Generation Is Compression: Zero-Shot Video Coding via Stochastic Rectified Flow
Summary: arXiv:2603.26571v1 Announce Type: cross
Abstract
Existing generative video compression methods primarily rely on generative models as post-hoc reconstruction modules, which operate on top of conventional codecs. In response to the limitations of these traditional approaches, we propose a novel framework termed Generative Video Codec (GVC).
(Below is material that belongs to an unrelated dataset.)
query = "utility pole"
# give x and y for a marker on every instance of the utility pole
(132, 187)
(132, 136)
This zero-shot framework innovatively transforms a pretrained video generative model into a codec itself, allowing the transmitted bitstream to specify the generative decoding trajectory directly, without the need for retraining.
Technical Innovations
To achieve this groundbreaking capability, we convert the deterministic rectified-flow ordinary differential equation (ODE) commonly used in modern video foundation models into an equivalent stochastic differential equation (SDE) during inference. This conversion unlocks per-step stochastic injection points, facilitating codebook-driven compression. Our unified backbone enables the instantiation of three complementary conditioning strategies:
- Image-to-Video (I2V): This strategy employs adaptive tail-frame atom allocation to optimize the video generation process from static images.
- Text-to-Video (T2V): Operating with near-zero side information, this strategy relies on a pure generative prior to create video content based on textual descriptions.
- First-Last-Frame-to-Video (FLF2V): This method utilizes boundary-sharing Group of Pictures (GOP) chaining to enable dual-anchor temporal control, effectively managing the flow of video frames.
Trade-Offs in Video Compression
Together, these strategies provide a principled trade-off space between three critical dimensions: spatial fidelity, temporal coherence, and compression efficiency. Each approach offers unique advantages that can be leveraged depending on the specific requirements of the video content and application.
Experimental Results
Comprehensive experiments conducted on standard benchmarks demonstrate the effectiveness of GVC in achieving high-quality video reconstruction. Notably, GVC operates below a bitrate of 0.002 bits per pixel (bpp), showcasing its efficiency. Furthermore, the system supports flexible bitrate control through a single hyperparameter, enhancing its adaptability for various use cases.
Conclusion
The introduction of the Generative Video Codec marks a significant advancement in the field of video compression. By eliminating the need for retraining and directly leveraging pretrained models, GVC stands out as a promising solution for efficient video coding. Future research may explore further refinements and applications of this framework, potentially revolutionizing how video content is compressed and transmitted in the digital age.